Aynı şekilde; Türk, Kürt, Arap ve hatta İslam ve Hilafet adına kendini Osmanlı parçası gören dışardan Müslüman halkların bile desteklediği bir savaştan sonra Kurulan Türkiye Cumhuriyetinin; bir parti, sınıf, ideoloji ve ırkın hâkimiyetine alınması, düzeltilmesi gereken bir yanlış değil midir?
2 – 193 üyesi olan BM, Savaş galibi beş üyenin kontrolünde olmasına haklı olarak itiraz ediyor. Dünya ülkelerinin oluşturduğu Genel Kurulun aldığı kararların uygulanabilmesi için, beş daimi üyenin oluşturduğu Konseyden oy birliğiyle kabul edilmesi gerekir. 192 Ülkenin aldığı bir karar, konseyin daimi üyeleri olan ABD, İngiltere, Fransa, Rusya ve Çin tarafından birinin ‘VETO’ etmesiyle uygulanamıyor.

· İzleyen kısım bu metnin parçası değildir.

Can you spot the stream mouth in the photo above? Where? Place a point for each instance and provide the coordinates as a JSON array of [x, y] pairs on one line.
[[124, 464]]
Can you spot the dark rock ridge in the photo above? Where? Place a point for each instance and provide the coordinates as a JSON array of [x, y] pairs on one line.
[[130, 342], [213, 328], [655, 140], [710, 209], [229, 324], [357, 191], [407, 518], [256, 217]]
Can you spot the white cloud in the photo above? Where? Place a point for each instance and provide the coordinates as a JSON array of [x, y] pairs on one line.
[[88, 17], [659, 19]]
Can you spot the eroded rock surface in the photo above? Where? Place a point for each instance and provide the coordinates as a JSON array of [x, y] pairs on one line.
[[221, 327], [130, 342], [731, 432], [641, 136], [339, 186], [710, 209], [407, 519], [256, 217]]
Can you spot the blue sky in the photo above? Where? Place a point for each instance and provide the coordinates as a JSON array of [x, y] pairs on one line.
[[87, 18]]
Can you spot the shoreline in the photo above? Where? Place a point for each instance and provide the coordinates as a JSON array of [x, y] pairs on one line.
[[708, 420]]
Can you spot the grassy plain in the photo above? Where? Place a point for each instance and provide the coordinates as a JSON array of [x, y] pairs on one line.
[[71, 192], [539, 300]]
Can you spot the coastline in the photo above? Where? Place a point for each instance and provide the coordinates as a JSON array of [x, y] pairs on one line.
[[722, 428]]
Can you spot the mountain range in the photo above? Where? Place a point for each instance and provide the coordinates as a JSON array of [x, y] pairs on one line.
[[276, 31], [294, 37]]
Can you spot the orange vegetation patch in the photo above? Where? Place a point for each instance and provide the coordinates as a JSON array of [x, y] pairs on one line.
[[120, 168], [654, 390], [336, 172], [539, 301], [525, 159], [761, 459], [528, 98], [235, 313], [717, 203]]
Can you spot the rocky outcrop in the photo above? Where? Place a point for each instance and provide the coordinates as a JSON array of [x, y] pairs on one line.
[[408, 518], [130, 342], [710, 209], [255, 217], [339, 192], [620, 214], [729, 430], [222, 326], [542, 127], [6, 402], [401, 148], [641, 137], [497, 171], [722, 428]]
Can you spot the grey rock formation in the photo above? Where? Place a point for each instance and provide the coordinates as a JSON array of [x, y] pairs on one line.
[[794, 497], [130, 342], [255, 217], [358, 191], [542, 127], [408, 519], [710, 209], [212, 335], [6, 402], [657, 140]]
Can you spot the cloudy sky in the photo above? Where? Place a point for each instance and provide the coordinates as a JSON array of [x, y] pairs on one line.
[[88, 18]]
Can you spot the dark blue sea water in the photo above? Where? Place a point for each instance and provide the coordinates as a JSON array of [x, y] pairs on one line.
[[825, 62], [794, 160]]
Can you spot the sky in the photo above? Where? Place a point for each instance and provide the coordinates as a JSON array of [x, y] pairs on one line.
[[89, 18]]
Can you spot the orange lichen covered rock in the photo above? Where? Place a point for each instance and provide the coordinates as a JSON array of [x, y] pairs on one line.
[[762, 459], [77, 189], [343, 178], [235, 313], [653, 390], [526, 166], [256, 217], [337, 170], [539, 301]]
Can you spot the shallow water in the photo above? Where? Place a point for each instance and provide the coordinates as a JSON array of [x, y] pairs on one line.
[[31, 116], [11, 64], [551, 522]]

Yani bütün dünya ülkeleri birleşse de, Konsey ülkelerinden birinin istemediği bir karar uygulanamıyor. Bu yüzden bu beş ülke ve efendileri olan Siyonist İsrail aleyhine hiçbir karar uygulanamıyor.

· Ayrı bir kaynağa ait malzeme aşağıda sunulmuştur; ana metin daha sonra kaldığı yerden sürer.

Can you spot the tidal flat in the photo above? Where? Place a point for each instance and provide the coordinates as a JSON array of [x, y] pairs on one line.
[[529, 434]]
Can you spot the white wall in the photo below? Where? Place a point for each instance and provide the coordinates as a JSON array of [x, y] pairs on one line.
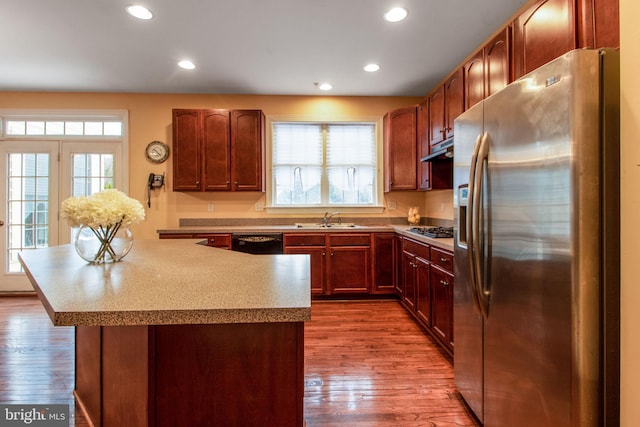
[[630, 194]]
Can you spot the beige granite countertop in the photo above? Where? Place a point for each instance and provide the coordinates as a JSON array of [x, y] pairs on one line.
[[170, 282]]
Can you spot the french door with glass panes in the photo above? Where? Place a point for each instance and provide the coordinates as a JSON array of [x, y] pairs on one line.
[[39, 176]]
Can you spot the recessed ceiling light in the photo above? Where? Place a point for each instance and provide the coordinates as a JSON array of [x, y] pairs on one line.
[[186, 64], [371, 68], [396, 14], [139, 12]]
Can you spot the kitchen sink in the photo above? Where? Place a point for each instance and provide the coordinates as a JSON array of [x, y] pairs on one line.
[[320, 225]]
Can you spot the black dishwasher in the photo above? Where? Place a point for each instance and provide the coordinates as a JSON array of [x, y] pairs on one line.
[[257, 243]]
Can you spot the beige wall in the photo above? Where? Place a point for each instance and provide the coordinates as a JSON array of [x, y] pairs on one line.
[[630, 180], [150, 119]]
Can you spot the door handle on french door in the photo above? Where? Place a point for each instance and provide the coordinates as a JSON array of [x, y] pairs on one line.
[[471, 228], [482, 291]]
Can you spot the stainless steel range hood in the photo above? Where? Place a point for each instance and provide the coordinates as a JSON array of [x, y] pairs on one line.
[[442, 151]]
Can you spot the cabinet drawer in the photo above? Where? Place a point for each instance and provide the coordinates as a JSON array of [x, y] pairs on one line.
[[216, 240], [442, 258], [349, 239], [418, 249], [299, 239]]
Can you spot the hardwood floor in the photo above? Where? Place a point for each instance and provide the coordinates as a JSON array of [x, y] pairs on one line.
[[366, 364]]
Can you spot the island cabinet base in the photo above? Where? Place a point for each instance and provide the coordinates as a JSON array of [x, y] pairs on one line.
[[191, 375]]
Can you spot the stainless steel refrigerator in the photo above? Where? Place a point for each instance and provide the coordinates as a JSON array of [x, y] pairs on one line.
[[536, 213]]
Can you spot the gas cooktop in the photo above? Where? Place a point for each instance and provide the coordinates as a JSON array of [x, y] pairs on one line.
[[434, 232]]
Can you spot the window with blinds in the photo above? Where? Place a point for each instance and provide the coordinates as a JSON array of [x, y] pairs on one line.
[[329, 164]]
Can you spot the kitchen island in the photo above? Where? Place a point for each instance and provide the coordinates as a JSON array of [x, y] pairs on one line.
[[180, 333]]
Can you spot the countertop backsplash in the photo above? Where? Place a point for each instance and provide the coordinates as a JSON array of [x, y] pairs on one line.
[[191, 222]]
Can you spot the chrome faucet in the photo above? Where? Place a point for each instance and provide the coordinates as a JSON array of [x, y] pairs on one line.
[[327, 218]]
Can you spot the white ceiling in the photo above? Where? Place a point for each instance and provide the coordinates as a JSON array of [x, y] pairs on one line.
[[266, 47]]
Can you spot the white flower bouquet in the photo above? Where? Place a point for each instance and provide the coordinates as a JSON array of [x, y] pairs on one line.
[[104, 213]]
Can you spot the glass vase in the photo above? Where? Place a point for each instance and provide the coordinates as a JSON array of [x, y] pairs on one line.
[[103, 244]]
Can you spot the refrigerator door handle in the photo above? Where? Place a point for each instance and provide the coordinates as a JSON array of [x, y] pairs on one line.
[[481, 291], [471, 226]]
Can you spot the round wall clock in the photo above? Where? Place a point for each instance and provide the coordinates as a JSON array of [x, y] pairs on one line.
[[157, 151]]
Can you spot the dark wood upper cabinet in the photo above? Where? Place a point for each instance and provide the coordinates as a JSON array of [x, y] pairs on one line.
[[542, 33], [474, 79], [497, 62], [216, 146], [218, 150], [436, 115], [400, 148], [453, 100], [187, 152], [446, 102], [424, 146], [247, 148], [598, 23], [489, 70]]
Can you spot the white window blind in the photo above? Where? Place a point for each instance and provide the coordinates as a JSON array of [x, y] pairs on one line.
[[324, 164]]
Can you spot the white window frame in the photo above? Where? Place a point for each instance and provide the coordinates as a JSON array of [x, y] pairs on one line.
[[76, 143], [378, 207]]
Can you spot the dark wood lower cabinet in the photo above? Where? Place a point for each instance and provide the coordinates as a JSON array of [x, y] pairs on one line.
[[442, 317], [427, 288], [423, 291], [196, 375]]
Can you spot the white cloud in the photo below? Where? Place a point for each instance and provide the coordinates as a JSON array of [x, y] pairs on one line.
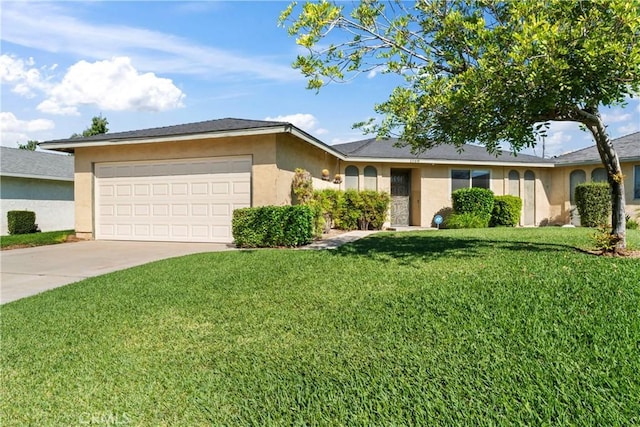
[[111, 85], [630, 128], [306, 122], [13, 130], [21, 75], [616, 117], [48, 27]]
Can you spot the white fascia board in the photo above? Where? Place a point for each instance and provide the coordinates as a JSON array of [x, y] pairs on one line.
[[596, 162], [174, 138], [446, 162], [31, 176]]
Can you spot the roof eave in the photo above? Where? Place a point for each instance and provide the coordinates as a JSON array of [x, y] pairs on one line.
[[595, 162], [32, 176], [448, 162], [70, 145]]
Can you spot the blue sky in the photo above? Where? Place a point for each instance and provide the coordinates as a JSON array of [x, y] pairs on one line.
[[150, 64]]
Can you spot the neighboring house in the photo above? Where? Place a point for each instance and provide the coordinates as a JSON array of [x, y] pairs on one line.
[[39, 182], [182, 183]]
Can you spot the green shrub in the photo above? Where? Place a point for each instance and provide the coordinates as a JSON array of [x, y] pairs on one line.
[[593, 200], [604, 240], [467, 220], [328, 202], [506, 211], [273, 226], [473, 200], [361, 210], [349, 210], [21, 222]]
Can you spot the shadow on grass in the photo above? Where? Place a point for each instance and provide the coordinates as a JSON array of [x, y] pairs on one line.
[[430, 246]]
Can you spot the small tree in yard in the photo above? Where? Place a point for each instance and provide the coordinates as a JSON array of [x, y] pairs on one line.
[[98, 127], [30, 145], [488, 71]]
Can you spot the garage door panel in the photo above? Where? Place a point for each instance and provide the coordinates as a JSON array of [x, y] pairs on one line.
[[185, 200]]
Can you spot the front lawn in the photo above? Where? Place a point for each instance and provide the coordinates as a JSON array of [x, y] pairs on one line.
[[454, 327]]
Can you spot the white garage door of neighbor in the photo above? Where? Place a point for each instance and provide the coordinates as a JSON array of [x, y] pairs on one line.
[[188, 200]]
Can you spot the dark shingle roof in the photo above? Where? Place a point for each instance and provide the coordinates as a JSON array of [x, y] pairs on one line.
[[627, 147], [35, 164], [209, 126], [388, 149]]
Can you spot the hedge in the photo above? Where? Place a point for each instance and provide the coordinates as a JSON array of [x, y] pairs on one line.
[[273, 226], [473, 200], [506, 211], [593, 200], [467, 220], [21, 222]]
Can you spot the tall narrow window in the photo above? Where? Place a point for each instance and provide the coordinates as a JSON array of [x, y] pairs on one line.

Peki, Ülkemizde belki de Türk nüfusundan daha fazla Kürt Nüfus yaşamaktadır. Devletin bütün kurumlarının ve sosyal hayatın sadece Türk dili ve kimliği üzerinden yasallaşması, itibar görülmesi ve diğer ırkların da Türk olarak görülmesi büyük bir haksızlık değil midir? Kürt olarak doğan bir çocuğun Türkçe öğrenmek, Türkçe konuşmak, Türkçe düşünmek ve Türkçe okumak zorunda bırakılması, büyük bir yanlış ve haksızlık değil midir? Türk, Kürt, Arap, Çerkez… Farklı birçok milletin yaşadığı Türkiye’de “Tek Millet” sloganı ve dayatması yanlış değil midir? Anayasanın başlangıcına konulan bazı ilkelerin değiştirilemeyeceği, bu ilkelere aykırı karar ve uygulamaların olamayacağı da aynı şey değil midir?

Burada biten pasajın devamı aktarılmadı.